Although the relief is welcomed news, taxpayers must be aware that this penalty relief is of limited scope. Individual taxpayers and small businesses are clear winners for this relief. 1040s and the most common types of 1120s are included within the relief, including returns for S-corporations (1120-S). Also, partnership and estate/trust returns are included within the relief (1065/1041).

However, the benefits for individuals and businesses with foreign holdings are quite limited. For example, taxpayers that are noncompliant with international reporting obligations for multiple years. In those cases, the relief would only apply to 2019 and 2020 and only to those returns that are included above. In these particular cases, other options are a safer route, such as the Streamlined Offshore Procedures, which reduces exposure for multiple years and forms not included in the relief.

In this regard, relevant forms are not included within the scope of this relief. For clients with international holdings, Forms 8938 and FBARs are not included in the automatic relief. These reporting forms are among the most important reporting forms for taxpayers and the fact that they do not qualify for the automatic relief, again, pushes taxpayers with foreign holdings to consider other alternatives, including the Streamlined Procedures. Other less common forms such as 8865 (Return With Respect to Certain Foreign Partnerships), or 8858 (Information Return With Respect to Foreign Disregarded Entities) are also not included within the scope of the relief.

It is relevant to note that the relief is explicitly not applicable to returns for which a penalty for fraudulent failure to file has been assessed (under Section 66541(f)), or if the IRS has accepted an Offer in Compromise that includes the late filed penalty. Also, relief is not applicable to penalties settled in a closing agreement (section 7121) or that have been finally determined in a judicial proceeding.

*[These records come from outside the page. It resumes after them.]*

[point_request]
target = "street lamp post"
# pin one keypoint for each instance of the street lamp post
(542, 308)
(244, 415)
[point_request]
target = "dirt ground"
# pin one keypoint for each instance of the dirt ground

Finally, although Notice 2022-36 provides that the relief will apply automatically, we expect taxpayers to encounter mismatches of information, or penalties not being abated. In those cases, it will be relevant to reach out to the IRS to obtain proper relief.

Based on the limited scope of the relief and the limited timeframe to qualify for relief, especially for taxpayers with international returns submission, time is of the essence to review the particular case and any possible non-compliance which may qualify under Notice 2022-36.